Bezdomni są filmem dość kontrowersyjnym. Propagandowy, lukrowany portret sowieckich władz walczących o przywrócenie trudnej młodzieży społeczeństwu jest kłamliwy. W rzeczywistości zdecydowaną większość bezprizornych resocjalizowano w łagrach, stosując drakońską dyscyplinę. O skali zakłamania świadczy choćby dedykacja filmu "wielkiemu przyjacielowi młodzieży" Feliksowi Dzierżyńskiemu. Z drugiej jednak strony przedstawione w filmie metody resocjalizacji są rzeczywiście sensowne i zdaje się, że również dziś należą do najskuteczniejszych. Dobrowolność, socjalizacja poprzez pracę, partnerskie relacje z wychowawcą, działanie na rzecz wspólnego celu - można by tylko przyklasnąć. No, może trochę mniej entuzjastycznie, kiedy nastoletnie chłopaki wypędzają dziewczyny podrzucone im przez Fomkę na pokuszenie. W tak silnego ducha pracy trudno uwierzyć. Ale nie wszystko jest takie różowe. Zdarzają się w komunie ponure zdarzenia, jak kradzież sztućców z kantyny czy krótkotrwały bunt. Wszystko to jednak tylko przeszkody na drodze do lepszej przyszłości. Nikołaj Ekk przekonująco przedstawił bezprizornych jako ludzi zasługujących na drugą szansę i na szacunek.
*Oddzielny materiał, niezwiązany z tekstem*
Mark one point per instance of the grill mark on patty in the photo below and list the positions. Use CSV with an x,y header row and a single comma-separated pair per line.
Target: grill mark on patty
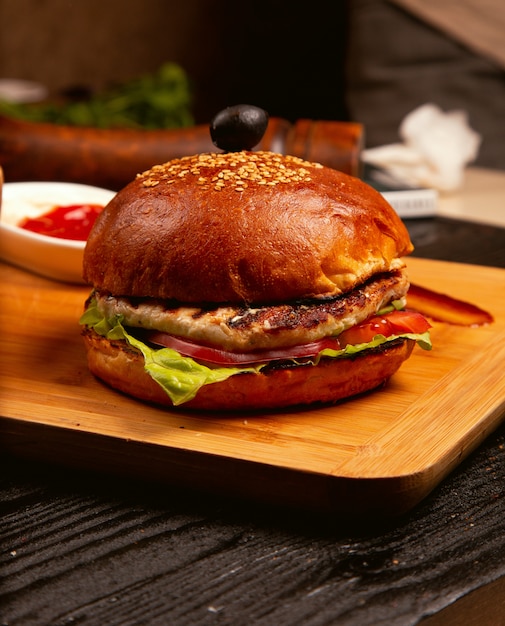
x,y
243,328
Ciekawa opowieść polana jest gęstym sosem propagandy wychwalającej państwowe służby. W myśl marksistowskiego dogmatu, że byt określa świadomość, kolektywna praca połączona z dobrotliwym nadzorem ma być lekiem na całe zło. Takiemu rozwiązaniu przeciwstawiają się tylko chciwi burżuje, niedobitki kapitalizmu. Tymczasem kolektyw zajęty jest cywilizowaniem dzikiej Syberii poprzez budowę linii kolejowej. Do czegoś pożytecznego przyda się także majątek odebrany Cerkwi. Wszystko zgodnie z ówczesną linią Partii. Bezdomni są filmem głęboko humanistycznym zarówno w dobrym jak i złym tego słowa znaczeniu. Przedstawiony w nim wyidealizowany świat tak naprawdę na szerszą skalę nie zaistniał.
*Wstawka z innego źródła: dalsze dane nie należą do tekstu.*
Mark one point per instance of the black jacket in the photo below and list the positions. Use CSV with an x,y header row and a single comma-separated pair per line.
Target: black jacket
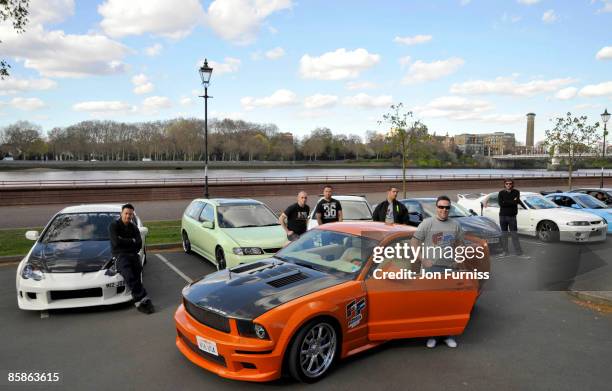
x,y
400,212
125,239
508,202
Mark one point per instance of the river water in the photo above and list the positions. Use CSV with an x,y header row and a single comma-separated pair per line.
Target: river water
x,y
71,175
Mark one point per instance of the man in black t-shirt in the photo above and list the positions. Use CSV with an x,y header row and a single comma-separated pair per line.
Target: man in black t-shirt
x,y
328,210
294,219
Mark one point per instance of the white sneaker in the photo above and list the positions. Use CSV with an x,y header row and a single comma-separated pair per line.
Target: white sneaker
x,y
450,342
431,343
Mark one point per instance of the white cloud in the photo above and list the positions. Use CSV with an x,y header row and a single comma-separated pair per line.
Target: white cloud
x,y
414,40
49,11
318,101
566,93
604,53
57,54
142,85
337,65
509,86
239,21
101,108
366,101
27,104
463,109
593,90
549,16
405,61
154,50
230,65
12,85
275,54
153,104
186,101
360,85
159,17
279,98
421,71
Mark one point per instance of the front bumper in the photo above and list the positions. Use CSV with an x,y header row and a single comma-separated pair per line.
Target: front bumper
x,y
69,290
239,358
593,233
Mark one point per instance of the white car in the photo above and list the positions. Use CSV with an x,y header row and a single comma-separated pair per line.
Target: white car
x,y
542,218
70,263
354,208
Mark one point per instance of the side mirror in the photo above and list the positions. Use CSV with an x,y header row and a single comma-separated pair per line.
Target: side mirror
x,y
208,224
32,235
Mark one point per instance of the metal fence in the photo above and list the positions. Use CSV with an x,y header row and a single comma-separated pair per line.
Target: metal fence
x,y
279,180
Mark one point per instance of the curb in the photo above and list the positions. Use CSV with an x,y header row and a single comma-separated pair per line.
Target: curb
x,y
152,247
595,297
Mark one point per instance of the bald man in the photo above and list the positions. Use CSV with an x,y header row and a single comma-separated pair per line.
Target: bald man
x,y
294,219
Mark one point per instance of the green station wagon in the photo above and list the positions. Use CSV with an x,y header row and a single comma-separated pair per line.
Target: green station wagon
x,y
230,231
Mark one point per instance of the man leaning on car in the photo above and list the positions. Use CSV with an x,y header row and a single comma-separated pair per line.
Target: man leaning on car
x,y
125,244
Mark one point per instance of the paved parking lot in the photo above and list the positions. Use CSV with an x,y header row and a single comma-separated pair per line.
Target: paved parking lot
x,y
520,337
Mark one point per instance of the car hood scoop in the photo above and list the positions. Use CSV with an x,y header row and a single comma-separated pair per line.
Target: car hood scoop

Od strony realizacyjnej w Bezdomnych na uwagę zasługuje specjalność kina radzieckiego - dynamiczny montaż wykorzystujący częste zbliżenia na twarze bohaterów. Obsada złożona jest w dużej mierze z naturszczyków o prostych, chłopskich rysach. Rolę wychowawcy odgrywa aktorski weteran Nikołaj Batałow. Stworzył on przekonywującą kreację człowieka, który próbuje być dla podopiecznych raczej starszym bratem niż przełożonym. Wśród bezprizornych najbardziej charakterystyczny jest noszący azjatyckie rysy Mustafa (Tsifan Kyriya), wesoły złodziejaszek i jeden z największych entuzjastów budowy kołchozu. Film wyróżnia się także oryginalną scenografią. Kręcono go na ulicach Moskwy oraz w plenerach obejmujących prawdziwą komunę robotniczą (imienia Gienricha Jagody, jednego z najkrwawszych katów radzieckiej bezpieki) oraz wywłaszczony Monastyr Zwiastowania w Sarapulu.
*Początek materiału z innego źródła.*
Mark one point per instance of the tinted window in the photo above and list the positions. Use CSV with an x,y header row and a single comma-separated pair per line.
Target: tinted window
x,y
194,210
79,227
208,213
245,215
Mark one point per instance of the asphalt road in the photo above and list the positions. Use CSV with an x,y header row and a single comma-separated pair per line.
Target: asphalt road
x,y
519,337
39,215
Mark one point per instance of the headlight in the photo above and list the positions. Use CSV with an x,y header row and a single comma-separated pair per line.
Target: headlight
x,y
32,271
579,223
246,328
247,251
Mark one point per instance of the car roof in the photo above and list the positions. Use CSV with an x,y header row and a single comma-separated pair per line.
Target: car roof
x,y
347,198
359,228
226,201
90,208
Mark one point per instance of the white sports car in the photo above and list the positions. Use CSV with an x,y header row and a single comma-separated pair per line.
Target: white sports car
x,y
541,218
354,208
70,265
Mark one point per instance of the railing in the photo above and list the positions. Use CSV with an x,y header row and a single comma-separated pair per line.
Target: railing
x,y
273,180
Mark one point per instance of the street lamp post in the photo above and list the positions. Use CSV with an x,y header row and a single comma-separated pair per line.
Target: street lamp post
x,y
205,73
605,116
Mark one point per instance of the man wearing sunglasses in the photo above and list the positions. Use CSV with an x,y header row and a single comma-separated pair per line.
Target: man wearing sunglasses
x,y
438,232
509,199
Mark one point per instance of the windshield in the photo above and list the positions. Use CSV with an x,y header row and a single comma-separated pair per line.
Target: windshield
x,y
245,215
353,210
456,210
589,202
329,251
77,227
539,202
Bezdomni są filmem kontrowersyjnym, który wzbudził we mnie zdecydowanie więcej odczuć pozytywnych niż negatywnych. O ile w kontekście historii Związku Radzieckiego jawi się jako kłamliwy obrazek propagandowy, bezspornie zawiera w sobie wartości o charakterze uniwersalnym. Gdyby tylko nie ta dedykacja dla Dzierżyńskiego... Ale nawet pomimo niej film otrzymuje ode mnie 8 gwiazdek. Parafrazując Bułhakowa, diabeł wiecznie pragnąc zła, czasem czyni dobro.